In the phase 3a ONWARDS 1 trial, weekly doses of the investigational agent insulin icodec produced significantly better glycemic control than once-daily insulin glargine U100 in adults with type 2 diabetes who had not previously received insulin. Reductions in glycated hemoglobin with icodec were sustained through week 78 of the study.

The open-label, treat-to-target phase 3a trial included a 52-week main phase and a 26-week extension phase, plus a 5-week follow-up period. Insulin-naive adults with glycated hemoglobin levels of 7% to 11% who had not previously received insulin were randomized to once-weekly insulin icodec or once-daily insulin glargine U100.

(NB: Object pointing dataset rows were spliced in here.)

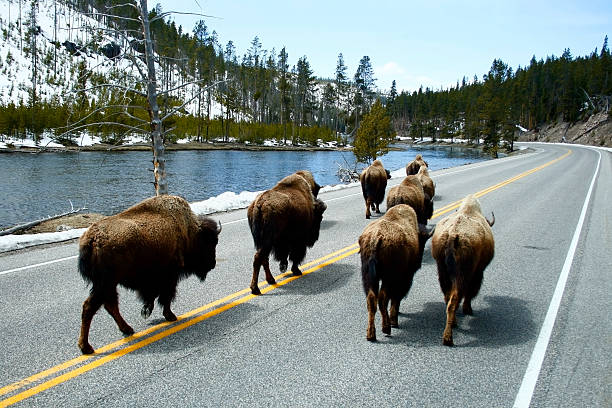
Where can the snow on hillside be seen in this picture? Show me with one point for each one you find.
(57, 67)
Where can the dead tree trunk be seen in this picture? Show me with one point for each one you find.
(159, 158)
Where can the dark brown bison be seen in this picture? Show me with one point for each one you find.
(410, 191)
(414, 166)
(391, 251)
(147, 248)
(284, 221)
(373, 184)
(462, 246)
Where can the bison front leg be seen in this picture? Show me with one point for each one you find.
(371, 304)
(451, 308)
(90, 307)
(383, 303)
(393, 312)
(166, 298)
(258, 260)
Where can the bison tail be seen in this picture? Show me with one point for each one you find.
(369, 277)
(451, 262)
(85, 262)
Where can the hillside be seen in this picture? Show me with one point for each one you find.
(596, 131)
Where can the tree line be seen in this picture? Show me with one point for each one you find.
(234, 97)
(493, 108)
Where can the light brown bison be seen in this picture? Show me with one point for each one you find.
(462, 246)
(147, 248)
(426, 181)
(373, 184)
(284, 221)
(391, 251)
(410, 191)
(414, 166)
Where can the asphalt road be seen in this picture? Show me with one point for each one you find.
(303, 343)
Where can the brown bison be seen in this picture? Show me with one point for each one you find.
(284, 221)
(462, 246)
(429, 186)
(147, 248)
(414, 166)
(391, 251)
(373, 184)
(410, 191)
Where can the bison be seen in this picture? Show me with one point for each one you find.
(429, 186)
(462, 246)
(284, 221)
(147, 248)
(410, 191)
(391, 250)
(373, 184)
(413, 167)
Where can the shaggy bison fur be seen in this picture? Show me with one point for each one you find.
(373, 184)
(284, 221)
(147, 248)
(391, 250)
(462, 246)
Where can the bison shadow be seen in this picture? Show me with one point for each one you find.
(202, 335)
(498, 321)
(327, 224)
(322, 281)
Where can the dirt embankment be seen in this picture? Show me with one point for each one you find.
(596, 131)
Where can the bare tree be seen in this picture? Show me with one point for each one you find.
(140, 82)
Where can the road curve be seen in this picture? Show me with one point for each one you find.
(540, 334)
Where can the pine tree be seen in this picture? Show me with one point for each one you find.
(374, 134)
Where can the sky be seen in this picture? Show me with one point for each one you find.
(430, 43)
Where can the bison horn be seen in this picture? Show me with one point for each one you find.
(433, 229)
(492, 221)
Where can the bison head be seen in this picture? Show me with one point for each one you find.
(204, 249)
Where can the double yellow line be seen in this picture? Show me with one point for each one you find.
(144, 338)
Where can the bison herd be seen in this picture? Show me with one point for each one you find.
(149, 247)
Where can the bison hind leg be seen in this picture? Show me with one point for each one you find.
(147, 308)
(166, 298)
(297, 255)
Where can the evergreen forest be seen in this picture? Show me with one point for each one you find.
(258, 96)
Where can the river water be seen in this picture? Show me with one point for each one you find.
(34, 186)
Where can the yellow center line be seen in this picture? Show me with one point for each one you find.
(183, 322)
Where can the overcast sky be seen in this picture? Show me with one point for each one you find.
(431, 43)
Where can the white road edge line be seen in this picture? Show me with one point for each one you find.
(525, 393)
(37, 265)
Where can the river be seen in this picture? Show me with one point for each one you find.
(39, 185)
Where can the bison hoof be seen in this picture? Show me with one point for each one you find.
(86, 348)
(146, 310)
(171, 317)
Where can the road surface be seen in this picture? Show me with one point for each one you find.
(540, 335)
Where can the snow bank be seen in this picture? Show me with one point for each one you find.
(12, 242)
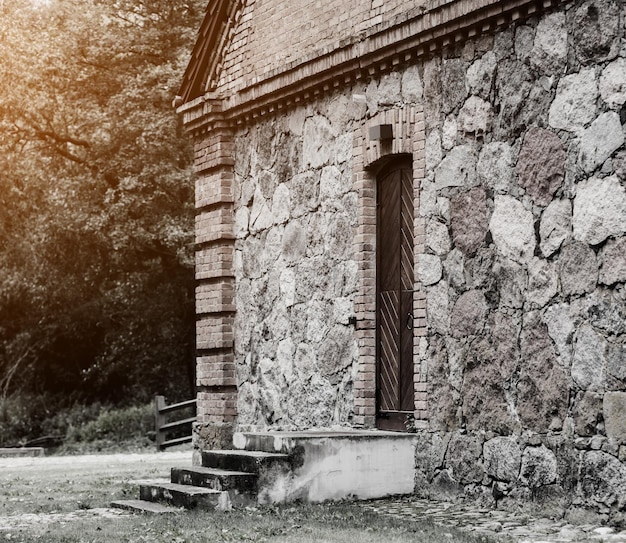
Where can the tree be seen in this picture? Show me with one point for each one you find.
(96, 218)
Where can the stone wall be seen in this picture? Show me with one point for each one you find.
(295, 218)
(525, 269)
(522, 211)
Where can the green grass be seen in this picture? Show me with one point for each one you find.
(340, 523)
(63, 494)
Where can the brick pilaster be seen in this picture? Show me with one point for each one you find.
(409, 139)
(215, 280)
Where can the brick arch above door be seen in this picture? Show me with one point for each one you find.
(407, 138)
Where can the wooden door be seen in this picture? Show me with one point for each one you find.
(394, 272)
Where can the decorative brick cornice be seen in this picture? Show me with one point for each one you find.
(389, 45)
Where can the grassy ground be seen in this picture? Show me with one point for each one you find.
(60, 499)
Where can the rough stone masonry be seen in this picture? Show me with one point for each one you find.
(521, 262)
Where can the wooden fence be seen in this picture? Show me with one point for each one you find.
(164, 428)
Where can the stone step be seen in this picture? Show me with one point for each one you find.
(217, 479)
(246, 461)
(291, 443)
(142, 506)
(187, 496)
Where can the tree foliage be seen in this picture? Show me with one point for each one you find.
(96, 219)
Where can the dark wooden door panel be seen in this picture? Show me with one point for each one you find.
(389, 359)
(395, 277)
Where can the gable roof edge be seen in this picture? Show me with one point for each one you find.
(208, 49)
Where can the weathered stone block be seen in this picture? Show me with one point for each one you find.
(543, 283)
(561, 329)
(512, 229)
(613, 262)
(495, 166)
(574, 105)
(589, 362)
(549, 52)
(457, 169)
(464, 458)
(578, 269)
(614, 410)
(443, 399)
(543, 386)
(437, 237)
(453, 88)
(541, 165)
(555, 226)
(603, 478)
(502, 457)
(599, 210)
(485, 406)
(469, 313)
(512, 282)
(475, 116)
(539, 467)
(587, 413)
(613, 83)
(429, 269)
(437, 307)
(600, 140)
(480, 75)
(469, 219)
(595, 28)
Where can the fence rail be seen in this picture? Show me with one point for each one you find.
(164, 428)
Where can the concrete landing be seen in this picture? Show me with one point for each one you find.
(331, 465)
(21, 452)
(141, 506)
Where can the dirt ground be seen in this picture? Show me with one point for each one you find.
(43, 490)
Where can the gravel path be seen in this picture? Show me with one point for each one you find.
(42, 471)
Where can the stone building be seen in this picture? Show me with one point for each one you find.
(412, 216)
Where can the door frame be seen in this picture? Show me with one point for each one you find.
(396, 419)
(368, 157)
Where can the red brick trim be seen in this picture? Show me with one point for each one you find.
(385, 48)
(409, 138)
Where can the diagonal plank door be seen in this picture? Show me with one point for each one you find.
(395, 277)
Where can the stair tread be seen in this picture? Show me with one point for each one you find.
(216, 471)
(144, 506)
(187, 489)
(250, 454)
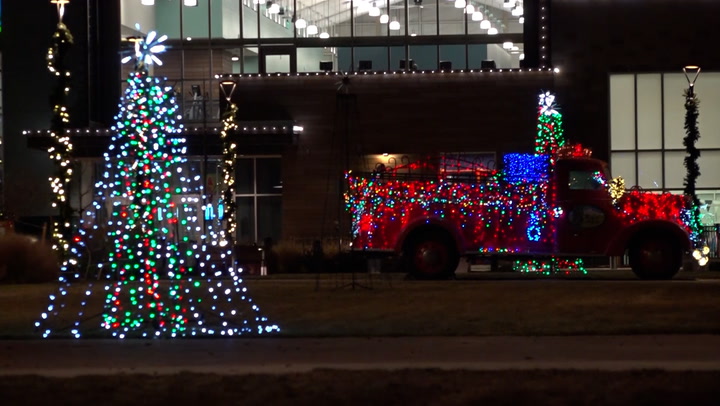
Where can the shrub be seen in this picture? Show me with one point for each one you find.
(26, 260)
(294, 256)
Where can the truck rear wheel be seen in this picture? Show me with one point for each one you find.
(655, 256)
(431, 254)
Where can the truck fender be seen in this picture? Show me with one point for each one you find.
(429, 222)
(621, 241)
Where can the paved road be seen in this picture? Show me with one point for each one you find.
(280, 355)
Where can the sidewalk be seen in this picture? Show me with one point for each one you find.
(283, 355)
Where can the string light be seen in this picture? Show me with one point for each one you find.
(60, 149)
(390, 72)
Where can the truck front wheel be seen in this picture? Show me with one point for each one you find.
(431, 255)
(655, 257)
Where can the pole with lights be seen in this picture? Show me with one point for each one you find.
(60, 149)
(692, 135)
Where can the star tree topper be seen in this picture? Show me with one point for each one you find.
(146, 50)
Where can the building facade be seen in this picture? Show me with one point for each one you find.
(384, 82)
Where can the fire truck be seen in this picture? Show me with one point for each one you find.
(537, 207)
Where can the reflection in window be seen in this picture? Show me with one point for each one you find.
(259, 199)
(585, 180)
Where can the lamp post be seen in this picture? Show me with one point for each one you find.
(692, 134)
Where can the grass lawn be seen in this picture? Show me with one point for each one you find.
(407, 387)
(310, 307)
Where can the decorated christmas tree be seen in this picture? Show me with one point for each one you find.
(549, 144)
(550, 131)
(162, 281)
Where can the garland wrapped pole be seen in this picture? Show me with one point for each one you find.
(60, 149)
(692, 135)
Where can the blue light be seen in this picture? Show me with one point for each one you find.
(526, 168)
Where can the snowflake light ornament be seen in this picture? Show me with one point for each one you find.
(547, 104)
(146, 50)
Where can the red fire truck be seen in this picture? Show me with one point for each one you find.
(536, 207)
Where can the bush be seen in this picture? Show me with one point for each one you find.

Based on a primary endpoint of the change in the glycated hemoglobin level from baseline to week 52, the study showed: “Each group included 492 participants. Baseline characteristics were similar in the two groups. The mean reduction in the glycated hemoglobin level at 52 weeks was greater with icodec than with glargine U100 (from 8.50% to 6.93% with icodec [mean change, −1.55 percentage points] and from 8.44% to 7.12% with glargine U100 [mean change, −1.35 percentage points]); the estimated between-group difference (−0.19 percentage points; 95% confidence interval [CI], −0.36 to −0.03) confirmed the noninferiority (P <0.001) and superiority (P = 0.02) of icodec. The percentage of time spent in the glycemic range of 70 to 180 mg per deciliter was significantly higher with icodec than with glargine U100 (71.9% vs. 66.9%; estimated between-group difference, 4.27 percentage points [95% CI, 1.92 to 6.62]; P <0.001), which confirmed superiority. Rates of combined clinically significant or severe hypoglycemia were 0.30 events per person-year of exposure with icodec and 0.16 events per person-year of exposure with glargine U100 at week 52 (estimated rate ratio, 1.64; 95% CI, 0.98 to 2.75) and 0.30 and 0.16 events per person-year of exposure, respectively, at week 83 (estimated rate ratio, 1.63; 95% CI, 1.02 to 2.61). No new safety signals were identified, and incidences of adverse events were similar in the two groups.”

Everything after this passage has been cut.